POSIX / PCRE Regex Translator
Translate regex between POSIX character classes and PCRE shorthand.
Overview
Translate a regex between POSIX bracket character classes ([[:digit:]], [[:alpha:]]) and PCRE shorthand (\d, \w) - in either direction. Useful when porting a pattern from a Unix CLI tool to a language runtime, or vice versa.
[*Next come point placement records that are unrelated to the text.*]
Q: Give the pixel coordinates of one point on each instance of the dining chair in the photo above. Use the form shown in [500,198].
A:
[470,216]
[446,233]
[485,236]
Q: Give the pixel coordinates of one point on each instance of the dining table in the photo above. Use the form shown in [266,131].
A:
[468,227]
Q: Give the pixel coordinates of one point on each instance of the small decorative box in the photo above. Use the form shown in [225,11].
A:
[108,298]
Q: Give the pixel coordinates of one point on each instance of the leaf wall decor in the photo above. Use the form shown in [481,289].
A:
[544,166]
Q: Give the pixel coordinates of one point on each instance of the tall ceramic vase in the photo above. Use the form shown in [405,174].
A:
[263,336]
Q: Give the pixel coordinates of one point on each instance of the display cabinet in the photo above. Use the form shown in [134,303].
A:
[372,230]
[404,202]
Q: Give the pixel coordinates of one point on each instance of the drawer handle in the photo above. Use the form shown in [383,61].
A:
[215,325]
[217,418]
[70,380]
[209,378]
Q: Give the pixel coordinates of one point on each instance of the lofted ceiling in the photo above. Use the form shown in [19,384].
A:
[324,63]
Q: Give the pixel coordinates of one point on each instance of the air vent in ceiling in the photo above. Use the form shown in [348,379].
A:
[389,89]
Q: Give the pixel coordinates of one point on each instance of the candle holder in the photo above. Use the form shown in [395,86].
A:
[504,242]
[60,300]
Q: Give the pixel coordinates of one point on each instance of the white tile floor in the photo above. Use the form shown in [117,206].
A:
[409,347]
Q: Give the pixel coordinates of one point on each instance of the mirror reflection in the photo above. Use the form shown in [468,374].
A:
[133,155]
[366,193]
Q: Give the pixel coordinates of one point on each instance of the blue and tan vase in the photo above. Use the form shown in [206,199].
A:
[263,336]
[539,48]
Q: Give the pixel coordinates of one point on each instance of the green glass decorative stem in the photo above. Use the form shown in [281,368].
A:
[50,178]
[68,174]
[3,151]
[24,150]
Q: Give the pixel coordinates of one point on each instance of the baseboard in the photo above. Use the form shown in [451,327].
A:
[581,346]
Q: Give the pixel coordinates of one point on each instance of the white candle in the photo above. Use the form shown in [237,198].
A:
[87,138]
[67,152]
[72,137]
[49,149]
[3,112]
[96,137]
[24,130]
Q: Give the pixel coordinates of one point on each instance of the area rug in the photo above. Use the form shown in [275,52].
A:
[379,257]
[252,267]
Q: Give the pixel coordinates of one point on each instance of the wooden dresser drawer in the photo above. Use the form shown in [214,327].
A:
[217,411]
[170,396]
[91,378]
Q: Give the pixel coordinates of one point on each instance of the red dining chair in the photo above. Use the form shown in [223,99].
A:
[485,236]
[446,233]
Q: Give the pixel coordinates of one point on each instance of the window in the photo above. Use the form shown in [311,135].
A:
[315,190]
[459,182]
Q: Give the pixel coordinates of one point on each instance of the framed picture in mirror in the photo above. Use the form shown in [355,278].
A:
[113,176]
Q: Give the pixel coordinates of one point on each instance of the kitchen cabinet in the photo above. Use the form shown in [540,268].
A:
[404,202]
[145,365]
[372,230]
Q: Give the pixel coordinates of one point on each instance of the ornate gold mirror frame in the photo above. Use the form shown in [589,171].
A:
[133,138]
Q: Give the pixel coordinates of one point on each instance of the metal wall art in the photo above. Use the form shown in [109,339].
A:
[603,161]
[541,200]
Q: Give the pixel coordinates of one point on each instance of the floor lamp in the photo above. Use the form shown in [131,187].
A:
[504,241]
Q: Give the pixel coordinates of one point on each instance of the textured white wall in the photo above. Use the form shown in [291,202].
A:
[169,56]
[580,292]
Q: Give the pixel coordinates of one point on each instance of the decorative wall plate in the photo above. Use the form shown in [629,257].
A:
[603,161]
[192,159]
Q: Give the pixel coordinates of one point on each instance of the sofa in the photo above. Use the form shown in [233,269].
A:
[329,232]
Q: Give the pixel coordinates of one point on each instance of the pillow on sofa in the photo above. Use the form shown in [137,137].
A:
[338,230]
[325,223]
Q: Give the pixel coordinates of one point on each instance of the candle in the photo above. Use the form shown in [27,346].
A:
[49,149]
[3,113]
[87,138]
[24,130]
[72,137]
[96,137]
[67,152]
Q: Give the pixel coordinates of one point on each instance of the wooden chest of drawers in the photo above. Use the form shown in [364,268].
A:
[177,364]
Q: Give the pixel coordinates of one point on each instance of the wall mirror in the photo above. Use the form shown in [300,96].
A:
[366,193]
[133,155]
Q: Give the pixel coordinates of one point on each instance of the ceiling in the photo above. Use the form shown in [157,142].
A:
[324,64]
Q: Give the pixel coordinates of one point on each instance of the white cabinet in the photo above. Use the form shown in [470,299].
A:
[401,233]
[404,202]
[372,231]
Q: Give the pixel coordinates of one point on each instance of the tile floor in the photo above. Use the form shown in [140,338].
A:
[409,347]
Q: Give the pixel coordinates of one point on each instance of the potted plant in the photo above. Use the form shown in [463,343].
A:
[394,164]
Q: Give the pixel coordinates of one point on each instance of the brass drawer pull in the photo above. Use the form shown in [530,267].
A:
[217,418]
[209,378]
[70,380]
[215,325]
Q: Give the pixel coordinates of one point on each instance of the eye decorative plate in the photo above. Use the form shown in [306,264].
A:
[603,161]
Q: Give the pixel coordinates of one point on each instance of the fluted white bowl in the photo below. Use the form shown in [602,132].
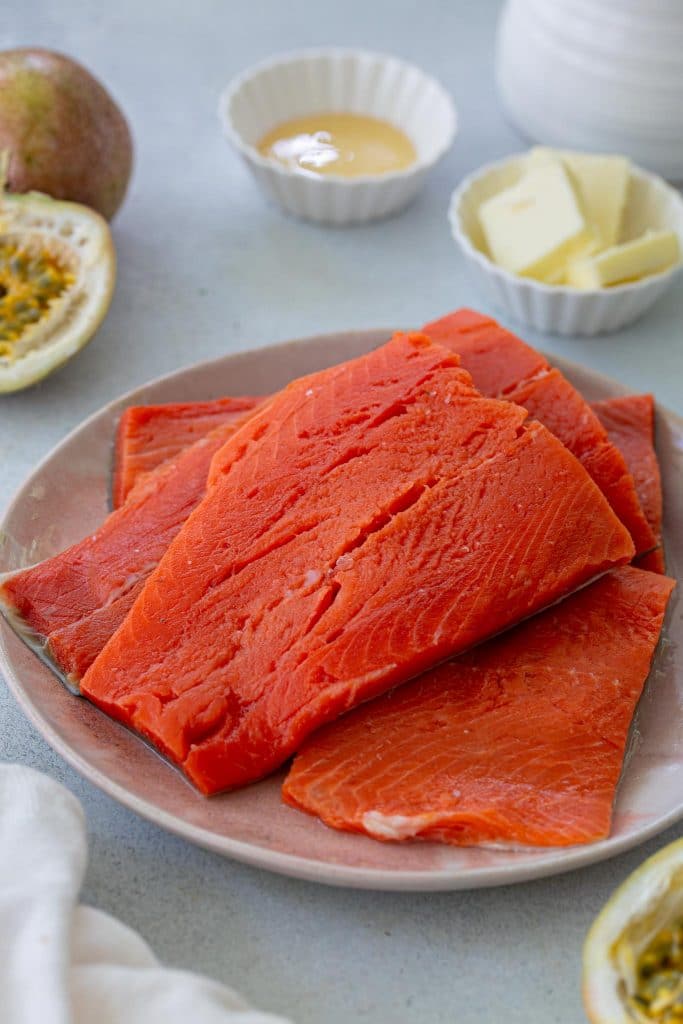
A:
[557,308]
[351,81]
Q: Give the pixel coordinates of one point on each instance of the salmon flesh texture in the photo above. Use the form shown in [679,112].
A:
[503,366]
[76,600]
[629,421]
[517,742]
[373,519]
[150,435]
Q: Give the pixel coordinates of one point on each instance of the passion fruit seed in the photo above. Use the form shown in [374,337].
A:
[29,284]
[659,979]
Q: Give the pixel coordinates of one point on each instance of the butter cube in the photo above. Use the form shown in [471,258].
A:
[601,182]
[536,226]
[652,253]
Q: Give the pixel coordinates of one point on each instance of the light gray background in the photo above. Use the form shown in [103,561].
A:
[207,268]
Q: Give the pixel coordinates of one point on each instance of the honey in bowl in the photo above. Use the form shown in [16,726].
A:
[344,144]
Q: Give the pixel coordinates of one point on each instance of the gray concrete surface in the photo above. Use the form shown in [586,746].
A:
[206,268]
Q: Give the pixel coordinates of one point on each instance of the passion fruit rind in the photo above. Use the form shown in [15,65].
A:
[633,955]
[57,271]
[66,134]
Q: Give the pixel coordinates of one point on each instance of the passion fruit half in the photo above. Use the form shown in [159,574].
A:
[57,270]
[633,955]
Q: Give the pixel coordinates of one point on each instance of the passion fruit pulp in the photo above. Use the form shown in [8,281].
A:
[633,955]
[57,269]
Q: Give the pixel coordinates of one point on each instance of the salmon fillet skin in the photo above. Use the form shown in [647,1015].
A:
[76,600]
[151,435]
[629,421]
[503,366]
[517,742]
[373,519]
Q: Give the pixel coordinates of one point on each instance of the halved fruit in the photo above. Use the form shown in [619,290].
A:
[57,269]
[633,955]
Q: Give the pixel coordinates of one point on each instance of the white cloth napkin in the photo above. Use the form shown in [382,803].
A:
[61,963]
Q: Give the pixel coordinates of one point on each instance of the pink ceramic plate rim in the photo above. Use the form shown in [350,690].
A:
[374,865]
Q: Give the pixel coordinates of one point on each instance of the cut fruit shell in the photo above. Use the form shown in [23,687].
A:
[633,960]
[57,271]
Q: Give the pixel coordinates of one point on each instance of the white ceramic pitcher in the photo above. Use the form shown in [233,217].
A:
[602,75]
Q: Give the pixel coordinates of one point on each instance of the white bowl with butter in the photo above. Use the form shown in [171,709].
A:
[274,115]
[578,296]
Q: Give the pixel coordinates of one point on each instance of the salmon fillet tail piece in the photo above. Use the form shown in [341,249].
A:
[503,366]
[373,519]
[77,600]
[518,742]
[629,421]
[150,435]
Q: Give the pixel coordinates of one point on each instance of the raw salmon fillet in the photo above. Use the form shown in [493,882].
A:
[519,741]
[150,435]
[76,600]
[503,366]
[373,519]
[629,421]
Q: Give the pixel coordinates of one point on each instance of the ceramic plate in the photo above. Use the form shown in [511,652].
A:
[68,497]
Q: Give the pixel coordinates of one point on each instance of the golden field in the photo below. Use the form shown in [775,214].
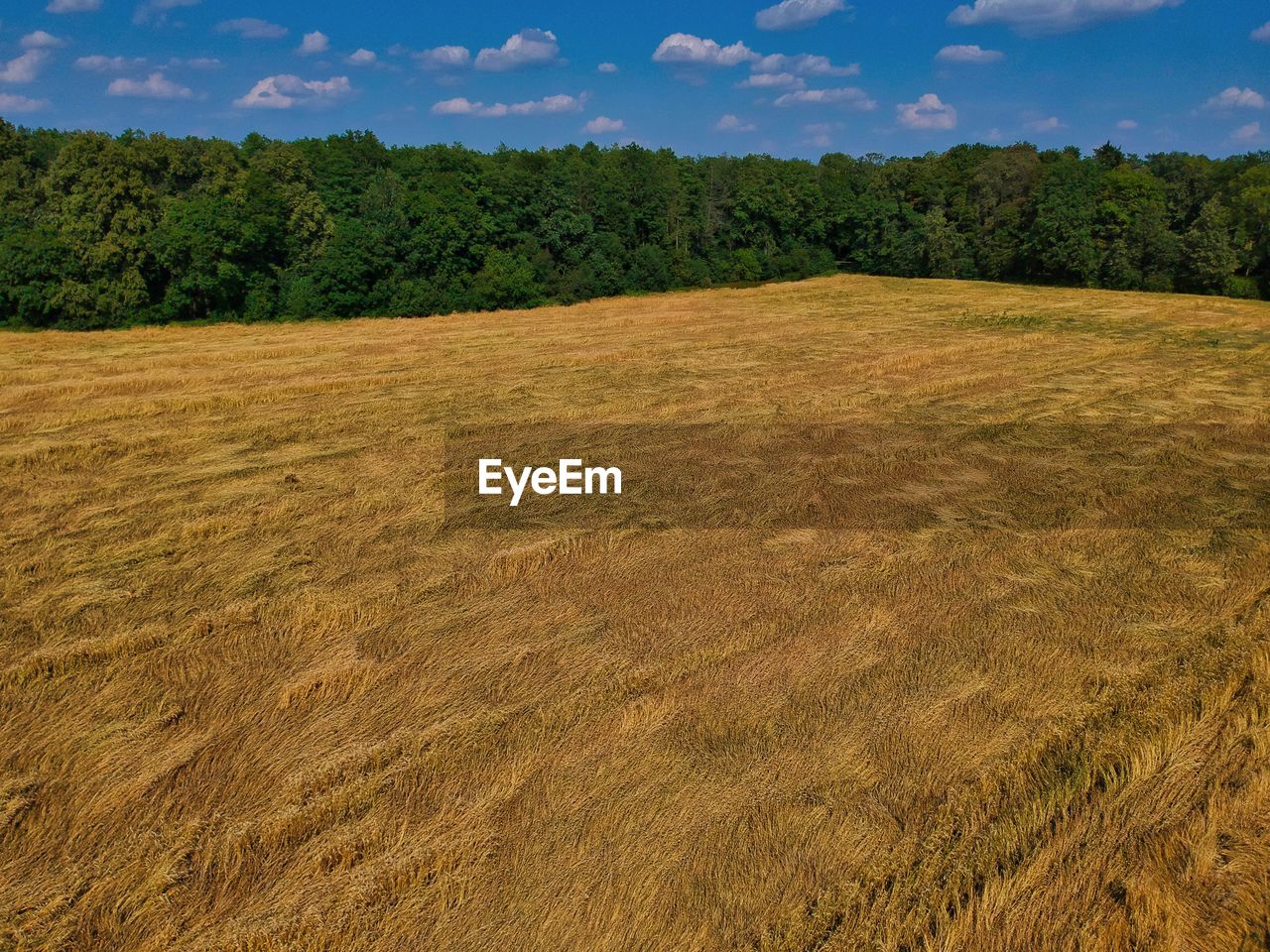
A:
[254,694]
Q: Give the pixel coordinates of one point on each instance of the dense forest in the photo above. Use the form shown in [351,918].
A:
[100,231]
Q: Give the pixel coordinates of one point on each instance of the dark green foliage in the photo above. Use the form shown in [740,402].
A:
[99,231]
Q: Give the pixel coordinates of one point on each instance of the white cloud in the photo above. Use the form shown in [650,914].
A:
[689,50]
[23,68]
[154,86]
[21,104]
[849,96]
[497,111]
[1047,125]
[804,64]
[969,54]
[1236,98]
[40,40]
[770,80]
[108,63]
[252,28]
[530,48]
[730,123]
[602,125]
[316,42]
[1052,16]
[797,14]
[159,9]
[928,113]
[444,58]
[286,90]
[1246,134]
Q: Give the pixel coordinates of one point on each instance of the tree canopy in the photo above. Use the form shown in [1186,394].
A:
[100,231]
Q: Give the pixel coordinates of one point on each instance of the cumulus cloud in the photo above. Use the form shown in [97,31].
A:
[848,96]
[286,91]
[1047,125]
[21,104]
[731,123]
[252,28]
[1052,16]
[770,80]
[688,50]
[797,14]
[928,113]
[530,48]
[40,40]
[973,54]
[1236,98]
[602,126]
[316,42]
[23,68]
[804,64]
[153,86]
[497,111]
[444,58]
[108,63]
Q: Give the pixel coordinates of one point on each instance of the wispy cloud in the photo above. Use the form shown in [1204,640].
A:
[848,96]
[73,5]
[252,28]
[603,126]
[153,86]
[548,105]
[10,103]
[1236,98]
[108,63]
[731,123]
[26,67]
[1247,134]
[1048,125]
[1052,16]
[40,40]
[772,80]
[797,14]
[285,91]
[973,54]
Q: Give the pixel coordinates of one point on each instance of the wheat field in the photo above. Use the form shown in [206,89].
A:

It's for developers working across the regex flavour boundary - moving patterns between grep -E, awk, sed, and language runtimes like Python, JavaScript, Java, .NET, or PHP. Reach for it when a pattern that works in one tool throws "unknown escape sequence" in another.
How it works
POSIX character classes (specified in POSIX.2) are bracketed names: [:alpha:], [:digit:], [:space:], [:alnum:], [:upper:], etc. They appear only inside character class brackets: [[:digit:]] matches one digit. PCRE shorthand (\d, \w, \s) is the Perl-derived form most modern regex engines use, and is shorter to write outside character classes.
The mappings aren't always perfectly equivalent - \w in PCRE includes underscore plus [A-Za-z0-9], while POSIX [:alnum:] is just alphanumeric. The translator notes these subtle differences so you don't introduce subtle bugs.
Examples
- PCRE to POSIX:
\d+ -> [[:digit:]]+ \w+ -> [[:alnum:]_]+ \s+ -> [[:space:]]+ - POSIX to PCRE:
[[:upper:][:lower:]] -> [A-Za-z] (or [a-zA-Z]) [[:punct:]] -> [[:punct:]] (no exact PCRE shorthand) - Mixed context preserved:
^\d{3}-\d{4}$ -> ^[[:digit:]]{3}-[[:digit:]]{4}$ - Negation:
\D -> [^[:digit:]]
FAQ
Why doesn't basic grep recognise \d?
Plain grep uses BRE (basic regex), which doesn't include PCRE shorthand. Use grep -E for extended regex or grep -P for PCRE (where supported).
Is \w always the same?
No - \w semantics differ by engine. In PCRE/Perl/Python \w includes underscore. In .NET, \w is Unicode-aware by default. The translator notes the most common differences.
What about [:print:] and [:cntrl:]?
POSIX has more classes than PCRE has shorthand for. The translator preserves these POSIX classes when no PCRE equivalent exists.
Does the translator handle Unicode property escapes?
PCRE's \p{L} (Unicode letter) and similar property escapes are different from POSIX classes. The translator focuses on ASCII-equivalent mappings; Unicode-aware translations need engine-specific handling.